I’m not saying our first time was disappointing… it was just… not what I was expecting. You weren’t quite the bad guy I’d been lead to believe. Clearly you’d just read the ‘How to be a bad boy’ wikiHow page to get a few tips. Scandal? The only thing scandalous about you is how you maintained the reputation of being a dangerous book for so long. Which isn’t to say that I didn’t still like you. It was just like The Wizard of Oz; I’d pulled back the curtain to find nothing more than a rather tame novel that had gothic elements. Yes, there was something of a homoerotic undertone but it was nothing more scandalous than the volleyball scene in Top Gun.

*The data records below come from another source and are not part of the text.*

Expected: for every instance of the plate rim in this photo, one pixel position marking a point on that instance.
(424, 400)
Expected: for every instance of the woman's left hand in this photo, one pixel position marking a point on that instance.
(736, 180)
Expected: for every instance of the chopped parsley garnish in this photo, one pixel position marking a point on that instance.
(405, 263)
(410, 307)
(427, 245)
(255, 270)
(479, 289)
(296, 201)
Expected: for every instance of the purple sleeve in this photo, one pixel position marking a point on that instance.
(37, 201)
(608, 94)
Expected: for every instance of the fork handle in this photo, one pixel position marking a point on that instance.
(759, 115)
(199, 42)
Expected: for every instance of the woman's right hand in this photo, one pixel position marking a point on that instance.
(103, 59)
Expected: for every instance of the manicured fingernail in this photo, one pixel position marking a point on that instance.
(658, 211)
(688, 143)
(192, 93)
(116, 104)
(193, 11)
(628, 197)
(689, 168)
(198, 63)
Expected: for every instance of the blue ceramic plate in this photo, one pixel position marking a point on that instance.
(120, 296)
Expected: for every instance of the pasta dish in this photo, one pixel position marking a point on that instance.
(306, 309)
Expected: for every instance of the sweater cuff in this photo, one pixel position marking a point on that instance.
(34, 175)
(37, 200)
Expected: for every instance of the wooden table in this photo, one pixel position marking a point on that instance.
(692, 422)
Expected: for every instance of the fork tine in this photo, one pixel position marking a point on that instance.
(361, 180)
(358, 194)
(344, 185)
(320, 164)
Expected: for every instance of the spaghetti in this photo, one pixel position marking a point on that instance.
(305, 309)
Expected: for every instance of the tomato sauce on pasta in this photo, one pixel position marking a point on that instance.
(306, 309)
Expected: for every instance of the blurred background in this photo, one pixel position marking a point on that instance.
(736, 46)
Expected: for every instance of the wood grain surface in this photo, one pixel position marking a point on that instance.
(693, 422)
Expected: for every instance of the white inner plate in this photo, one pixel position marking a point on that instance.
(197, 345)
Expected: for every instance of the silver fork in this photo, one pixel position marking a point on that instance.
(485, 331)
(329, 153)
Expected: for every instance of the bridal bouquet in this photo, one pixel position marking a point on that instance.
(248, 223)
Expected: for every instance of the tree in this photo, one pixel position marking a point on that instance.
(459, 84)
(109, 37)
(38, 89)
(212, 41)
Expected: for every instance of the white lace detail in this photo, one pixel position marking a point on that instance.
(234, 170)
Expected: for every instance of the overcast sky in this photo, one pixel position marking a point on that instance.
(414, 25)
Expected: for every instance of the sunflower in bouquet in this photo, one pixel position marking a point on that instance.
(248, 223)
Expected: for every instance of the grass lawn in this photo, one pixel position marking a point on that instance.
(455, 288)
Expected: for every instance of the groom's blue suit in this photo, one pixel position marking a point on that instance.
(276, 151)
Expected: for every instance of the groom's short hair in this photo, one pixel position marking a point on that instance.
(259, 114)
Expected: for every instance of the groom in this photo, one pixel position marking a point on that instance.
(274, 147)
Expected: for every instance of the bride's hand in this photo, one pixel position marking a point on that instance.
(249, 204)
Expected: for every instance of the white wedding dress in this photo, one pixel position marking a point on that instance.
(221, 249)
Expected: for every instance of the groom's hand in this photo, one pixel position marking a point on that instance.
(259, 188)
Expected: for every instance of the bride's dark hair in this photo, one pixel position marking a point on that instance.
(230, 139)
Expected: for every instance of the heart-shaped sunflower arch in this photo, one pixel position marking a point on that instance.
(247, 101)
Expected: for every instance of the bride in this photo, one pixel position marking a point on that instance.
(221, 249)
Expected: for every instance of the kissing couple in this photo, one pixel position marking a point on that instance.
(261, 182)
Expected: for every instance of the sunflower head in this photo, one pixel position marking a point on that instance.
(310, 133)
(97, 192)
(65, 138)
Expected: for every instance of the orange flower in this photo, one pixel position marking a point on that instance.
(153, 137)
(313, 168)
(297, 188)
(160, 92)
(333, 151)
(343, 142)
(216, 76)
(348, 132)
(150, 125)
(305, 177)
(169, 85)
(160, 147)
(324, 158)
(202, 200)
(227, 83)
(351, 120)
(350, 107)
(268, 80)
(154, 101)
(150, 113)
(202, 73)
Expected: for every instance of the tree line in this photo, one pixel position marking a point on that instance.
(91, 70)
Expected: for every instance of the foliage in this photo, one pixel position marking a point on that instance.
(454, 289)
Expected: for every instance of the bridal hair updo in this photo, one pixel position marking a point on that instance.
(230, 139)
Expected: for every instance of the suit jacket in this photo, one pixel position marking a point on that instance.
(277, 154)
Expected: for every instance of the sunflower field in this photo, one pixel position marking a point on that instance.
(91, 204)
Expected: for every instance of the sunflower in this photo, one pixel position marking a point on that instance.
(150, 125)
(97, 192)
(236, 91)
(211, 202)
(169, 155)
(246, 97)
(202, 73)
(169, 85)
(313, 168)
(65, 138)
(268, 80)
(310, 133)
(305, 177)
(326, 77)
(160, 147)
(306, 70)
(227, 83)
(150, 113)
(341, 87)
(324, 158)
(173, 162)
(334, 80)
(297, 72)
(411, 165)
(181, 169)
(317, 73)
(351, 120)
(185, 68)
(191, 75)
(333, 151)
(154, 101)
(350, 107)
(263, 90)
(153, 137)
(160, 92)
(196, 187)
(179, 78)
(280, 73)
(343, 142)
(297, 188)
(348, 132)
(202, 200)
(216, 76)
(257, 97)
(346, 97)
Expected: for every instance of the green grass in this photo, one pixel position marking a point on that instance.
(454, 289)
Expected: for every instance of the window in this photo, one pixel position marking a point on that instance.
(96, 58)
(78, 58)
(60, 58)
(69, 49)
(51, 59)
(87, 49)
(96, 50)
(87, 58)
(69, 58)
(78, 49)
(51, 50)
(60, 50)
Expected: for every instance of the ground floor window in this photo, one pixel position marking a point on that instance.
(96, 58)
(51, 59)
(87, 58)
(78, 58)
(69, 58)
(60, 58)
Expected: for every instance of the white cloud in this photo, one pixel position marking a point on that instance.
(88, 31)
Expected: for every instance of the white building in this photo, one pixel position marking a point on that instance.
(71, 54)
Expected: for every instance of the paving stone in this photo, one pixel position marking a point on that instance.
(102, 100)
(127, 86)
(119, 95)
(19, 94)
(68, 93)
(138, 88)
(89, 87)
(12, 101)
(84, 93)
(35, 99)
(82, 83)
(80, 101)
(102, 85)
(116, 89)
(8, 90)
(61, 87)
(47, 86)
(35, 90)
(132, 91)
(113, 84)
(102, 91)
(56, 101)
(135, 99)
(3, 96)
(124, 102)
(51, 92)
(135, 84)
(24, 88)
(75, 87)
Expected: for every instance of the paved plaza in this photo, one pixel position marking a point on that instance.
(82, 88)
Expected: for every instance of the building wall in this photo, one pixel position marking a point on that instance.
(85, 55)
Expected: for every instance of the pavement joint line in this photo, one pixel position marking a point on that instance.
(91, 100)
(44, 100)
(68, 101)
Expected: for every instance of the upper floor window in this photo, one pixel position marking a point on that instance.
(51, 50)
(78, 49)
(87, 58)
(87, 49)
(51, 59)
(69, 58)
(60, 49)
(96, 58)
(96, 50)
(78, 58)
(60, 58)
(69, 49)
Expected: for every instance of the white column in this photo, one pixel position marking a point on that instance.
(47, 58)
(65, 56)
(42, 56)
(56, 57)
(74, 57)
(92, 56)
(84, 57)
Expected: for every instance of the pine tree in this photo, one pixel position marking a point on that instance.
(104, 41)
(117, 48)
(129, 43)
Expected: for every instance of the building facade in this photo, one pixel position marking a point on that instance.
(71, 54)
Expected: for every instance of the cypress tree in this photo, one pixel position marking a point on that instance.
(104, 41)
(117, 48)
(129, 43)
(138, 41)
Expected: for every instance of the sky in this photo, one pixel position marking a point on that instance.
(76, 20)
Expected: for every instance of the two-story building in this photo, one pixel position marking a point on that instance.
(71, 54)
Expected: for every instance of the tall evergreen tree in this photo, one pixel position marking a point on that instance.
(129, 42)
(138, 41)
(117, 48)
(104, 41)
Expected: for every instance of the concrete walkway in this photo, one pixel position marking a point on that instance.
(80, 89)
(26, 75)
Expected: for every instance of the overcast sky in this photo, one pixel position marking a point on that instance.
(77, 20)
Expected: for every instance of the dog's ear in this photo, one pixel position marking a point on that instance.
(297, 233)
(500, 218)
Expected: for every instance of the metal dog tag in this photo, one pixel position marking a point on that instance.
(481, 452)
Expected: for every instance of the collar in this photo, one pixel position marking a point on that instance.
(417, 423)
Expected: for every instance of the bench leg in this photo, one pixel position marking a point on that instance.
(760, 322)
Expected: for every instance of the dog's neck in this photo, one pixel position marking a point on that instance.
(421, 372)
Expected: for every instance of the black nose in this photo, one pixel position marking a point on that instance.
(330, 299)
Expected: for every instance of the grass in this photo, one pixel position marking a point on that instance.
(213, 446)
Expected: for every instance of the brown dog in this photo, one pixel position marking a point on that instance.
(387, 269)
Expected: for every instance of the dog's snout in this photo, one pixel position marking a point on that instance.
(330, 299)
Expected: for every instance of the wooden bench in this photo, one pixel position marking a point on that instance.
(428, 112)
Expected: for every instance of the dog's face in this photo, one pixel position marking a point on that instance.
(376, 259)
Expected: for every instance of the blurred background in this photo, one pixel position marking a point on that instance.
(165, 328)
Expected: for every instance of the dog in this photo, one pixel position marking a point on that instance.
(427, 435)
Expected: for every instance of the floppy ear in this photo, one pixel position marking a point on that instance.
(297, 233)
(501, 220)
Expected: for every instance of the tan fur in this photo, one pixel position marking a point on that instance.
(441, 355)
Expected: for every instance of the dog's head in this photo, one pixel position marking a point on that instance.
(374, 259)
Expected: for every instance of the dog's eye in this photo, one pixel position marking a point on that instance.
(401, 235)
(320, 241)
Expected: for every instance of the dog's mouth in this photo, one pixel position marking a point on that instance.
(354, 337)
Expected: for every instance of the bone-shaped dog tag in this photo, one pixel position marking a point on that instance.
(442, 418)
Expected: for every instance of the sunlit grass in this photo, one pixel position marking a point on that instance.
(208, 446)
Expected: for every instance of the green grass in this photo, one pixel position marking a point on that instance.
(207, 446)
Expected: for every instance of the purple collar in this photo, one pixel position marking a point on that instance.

What you are, Dorian Gray, is a wonderfully written tale that highlights the dangers of art for art’s sake. It is a tale that cautions against morality rather than promoting it. Any hints of Dorian’s immoral behaviour are hardly blatant and the suggestion of homosexual desire is pretty tame. You were not something for me to fear. You are story of a young man who goes to great lengths to preserve the only thing he cares about: his beauty. A man who wants to continue being the belle of the ball whilst being able to give in to his every desire. No matter how dark or sinful they were.
I still loved you but in a different way. You are classic Oscar Wilde. Full of quotable lines and wonderful witticisms. When I first read you I highlighted and memorised so many quotes. You know, cause I was a super deep and intelligent teenager. I got you. I got you more than anyone had when you first published and I, probably, got you more than anyone ever had. You were the first book I ever proclaimed to be my favourite. It was a bit of cliché and you were no doubt part of my attempt to create an image for myself as a creative and intelligent teen. But all teenagers are stupid.
Our first time may have been a bit rocky but we’ve found our rhythm. We’ve come to understand each other’s wants and desires. We’ve come to understand how we fit together. Maybe that initial spark has gone and you’re more comfortable and familiar these days but I still love you. Even now that I no longer have the desire to seem deep, well-read, and pretentious. How could I not? There is so much within your pages to feast upon. I always feel full and satisfied after reading. Even your truly horrendous film adaptation couldn’t scare me off. You meant so much to me that I named the fish I bought at university Dorian. Yes, I claimed it was partly to do with Finding Nemo too but, let’s be honest, I was a pretentious English literature student. Nobody saw through my bullshit.
You my teen love. My first real grown-up book love. You were an older guy, more experienced. But you treated me well. Better than I had thought you would have done considering your reputation. Unfortunately, I gained some insight and experience myself. I know more about the world and I’ve met books that satisfy me in ways you never could. It doesn’t mean I won’t always look back on you fondly. You were the perfect choice for my first favourite book. You were everything I needed.